Anche la regione Molise ha ricevuto siringhe non idonee alla somministrazione, e nei giorni scorsi sono state usate le prime scorte delle aziende sanitarie in attesa dell’arrivo delle nuove siringhe da parte della struttura commissariale. Sempre in Molise si reclutano volontari negli ospedali, pagati 25 euro lordi dopo il normale orario di servizio.
Problema diverso invece per il Lazio (48,7%), al momento in testa alla classifica per il numero di dosi a disposizione già utilizzate (dopo la provincia autonoma di Trento con il 54,8%). La regione di Zingaretti fatica a garantire, a oggi, il secondo richiamo del vaccino. Alessio D’Amato, assessore alla Sanità della Regione Lazio, ammette alla Stampa: «Teniamo sempre una quota residuale di fiale per garantire al 21° giorno i richiami. Ogni settimana somministriamo due terzi delle dosi che riceviamo e un terzo lo tratteniamo».

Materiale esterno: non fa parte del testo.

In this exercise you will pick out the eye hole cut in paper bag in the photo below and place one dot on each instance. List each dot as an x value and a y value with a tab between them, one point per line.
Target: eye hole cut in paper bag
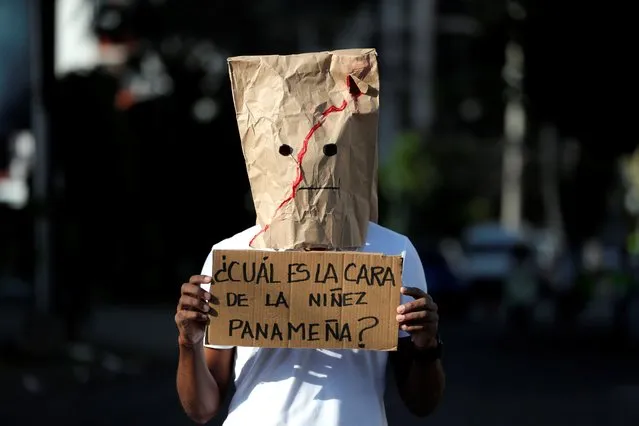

Un procedimento che non potrà essere adottato anche quando saranno milioni i pazienti da immunizzare una prima e poi una seconda volta (pena l’efficacia del vaccino stesso). «Al momento stiamo tenendo un buon ritmo, ma non si può fare la prima dose e non essere sicuri di poter garantire la seconda nei tempi stabiliti» spiega un primario di Roma, di ruolo al Policlinico Umberto I. «Perciò abbiamo bisogno di più dosi e di una tabella di marcia con giorni e quantità di vaccini che verranno distribuiti precisa e dettagliata» conclude il medico.
La Toscana invece è stata l’unica Regione a dare la priorità alle Rsa, rispetto a medici e infermieri. La regione infatti fino a ieri aveva vaccinato 10.545 persone, delle quali 2.928 ospiti delle case di riposo, utilizzando il 37,8% delle 27.920 dosi ricevute da Pfizer. La macchina di vaccinazione della Toscana è stata calibrata per far bastare le dosi fino al prossimo arrivo, per evitare di restare a secco. «Non si parli di nostri ritardi. Piuttosto che contare quante dosi abbiamo utilizzato, per procedere più rapidamente il commissario Arcuri dovrebbe impegnarsi a farci avere un maggior numero di vaccini» ha risposto il governatore toscano Eugenio Giani al richiamo del commissario per l’emergenza Domenico Arcuri.
Infine, a essere dimenticati nel piano vaccinazione sono stati anche i caregiver (coloro che si prendono cura di familiari ammalati e/o disabili), e ancora poco chiara rimane la condizione dei disabili in comunità. «Da essere categorie a rischio nei mesi caldi della pandemia a essere dimenticati ora che si parla di vaccini il passo è stato breve: nel piano strategico vaccinale infatti non è chiaro se e quando saranno vaccinati i disabili che vivono in strutture residenziali sanitarie, né si citano i caregiver di malati a rischio, che per la natura stessa del loro impegno sono a stretto contatto fisico con persone che devono assolutamente essere protette dal coronavirus» svela il direttore dell’Osservatorio Malattie Rare, Ilaria Ciancaleoni Bartoli.